No me pareció que ni el fiscal ni el juez estuvieran impresionados por ese relato. Con mucha seguridad, ni lo escucharon ni lo creyeron y supongo que no influirá en la sentencia, y, lo que es peor, ni siquiera motivará una inspección para averiguar lo que haya de cierto en esas denuncias.

Desde hace medio siglo conozco las prisiones españolas. Antes incluso de que me licenciara en Derecho, por tener que visitar a amigos y familiares encarcelados a causa de su lucha contra el franquismo, y, muy poco después, como abogada de oficio, conocí las miserias de la vida carcelaria de los delincuentes comunes. Durante muchos años tuve que visitar dos o tres veces por semana la siniestra cárcel Modelo; más tarde, Torrero, en Zaragoza; el horrendo penal de Burgos; Ocaña, en Castilla; Jaén; Granada. La Trinidad de Barcelona y Yeserías en Madrid fueron mi residencia en los años 1972 y 1974, e inspiraron mi libro En el Infierno. Y en todas pude constatar los malos tratos que padecían los presos y las presas, abandonados a la arbitrariedad del director y de los funcionarios. Dependiendo del nivel de sadismo de estos, los internos podían comer solo bazofia o adornarla con una oblea de jamón dulce, tenían asistencia médica o no, disponían de medicamentos o no, soportaban palizas y aislamientos o solo gritos e insultos, poseían algún medio de calentarse o se helaban en invierno, recibían algunas clases o permanecían abandonados en el patio 15 horas al día. Trascendió fugazmente al conocimiento público el nivel de violencia en el interior de las prisiones cuando Salvador Rueda fue asesinado por los funcionarios de Carabanchel, y se olvidó enseguida.

Abogados luchadores en defensa de las víctimas presentábamos reclamaciones y recursos ante las prisiones y los juzgados y escribíamos largas denuncias que enviábamos a los organismos internacionales. Pero la verdad es que los beneficiarios de nuestros desvelos eran fundamentalmente los presos políticos. Pocos como yo pretendían hacer llegar a los presos comunes los beneficios que exigíamos para aquellos, porque ni los gobiernos ni la sociedad civil se hallan sensibilizados para tenerle compasión al pequeño delincuente. Así fracasó la lucha de la Coordinadora de Presos Sociales en la transición. Concepción Arenal murió hace mucho tiempo y con ella las máximas de conmiseración que hizo universales.

Tantos años más tarde, el reglamento de prisiones ha cambiado y se ha provisto a las cárceles de algunos profesionales de la psicología y de la asistencia social, siempre pocos. Pero el criterio de los directores y funcionarios no se ha modificado tanto. Con la ayuda de la asistenta social, intenté organizar en la de Soto del Real unas conferencias semanales para todos los presos. Convencí a muchos amigos, abogados, psiquiatras, filósofos, para que acudieran allí de cuando en cuando, no solo sin cobrar sino pagándose los gastos del viaje. A las pocas sesiones llegó la orden del director de cancelar el programa sin que nos diera ninguna explicación, porque en la España democrática el director de la prisión sigue siendo el alcaide omnipotente e impune.

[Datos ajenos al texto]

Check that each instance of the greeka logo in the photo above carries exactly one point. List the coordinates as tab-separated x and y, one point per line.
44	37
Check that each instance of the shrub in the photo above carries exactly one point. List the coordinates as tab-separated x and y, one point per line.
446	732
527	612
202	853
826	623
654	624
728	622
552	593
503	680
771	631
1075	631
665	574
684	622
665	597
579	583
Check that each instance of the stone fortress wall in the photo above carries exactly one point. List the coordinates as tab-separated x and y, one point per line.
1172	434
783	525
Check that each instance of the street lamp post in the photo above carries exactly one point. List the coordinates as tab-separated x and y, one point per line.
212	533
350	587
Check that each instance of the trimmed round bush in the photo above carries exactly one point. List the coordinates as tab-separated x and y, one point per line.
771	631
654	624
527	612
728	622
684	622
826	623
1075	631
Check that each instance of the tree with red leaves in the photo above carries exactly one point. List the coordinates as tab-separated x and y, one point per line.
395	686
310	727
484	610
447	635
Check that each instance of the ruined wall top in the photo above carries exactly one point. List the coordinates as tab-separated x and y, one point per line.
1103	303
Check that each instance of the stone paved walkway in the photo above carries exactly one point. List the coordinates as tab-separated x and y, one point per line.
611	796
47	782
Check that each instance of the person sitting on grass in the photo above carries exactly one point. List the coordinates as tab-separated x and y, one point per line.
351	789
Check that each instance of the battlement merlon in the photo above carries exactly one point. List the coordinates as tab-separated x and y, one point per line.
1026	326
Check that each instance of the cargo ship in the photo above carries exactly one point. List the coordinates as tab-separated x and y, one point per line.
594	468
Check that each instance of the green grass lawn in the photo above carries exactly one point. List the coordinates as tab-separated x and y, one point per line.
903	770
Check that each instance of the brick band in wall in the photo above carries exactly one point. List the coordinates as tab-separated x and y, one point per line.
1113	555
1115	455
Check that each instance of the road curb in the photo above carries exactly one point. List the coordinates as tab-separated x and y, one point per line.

Solo la imagen del patio de una cárcel dice más que un millón de palabras. La mayor proporción de desgracia se acumula en los seres hacinados allí por la miseria, la ignorancia, la enfermedad, el abandono. Mientras la persecución, no la rehabilitación, de los drogadictos y los camellos de poca monta ha conseguido que el número de presos en España sea el mayor de Europa, en proporción a su población, provocando un insoportable hacinamiento en las prisiones, los grandes traficantes de drogas, de armas, de personas y no digamos los proxenetas, pasean su impunidad en los mejores hoteles.

Hace poco tiempo tuve una clienta, oficial de prisiones en la Modelo de Barcelona, víctima evidente de mobbing, y pude comprobar nuevamente la hostilidad de los funcionarios hacia la abogada que se metía en lo que no debía. La información de familiares, de asociaciones, de asistentes sociales, ratifica el abandono de nuestros presos, y el informe de Amnistía Internacional, donde cada año se afirma que en las cárceles españolas se sigue maltratando a los internos. Los porcentajes de reclusos que estudian son mínimos y en muchas prisiones los niños siguen viviendo con las madres.

La arbitrariedad rige la aplicación de la libertad vigilada, y así, algunos presos han visto transcurrir entre rejas más tiempo del que fueron luego condenados, mientras en cambio se conceden permisos a maltratadores y asesinos de mujeres y abusadores de niños. Sigo preguntándome si los buenos ciudadanos saben, realmente, qué les pasa a nuestros presos, pero dudo que, de saberlo, les importe.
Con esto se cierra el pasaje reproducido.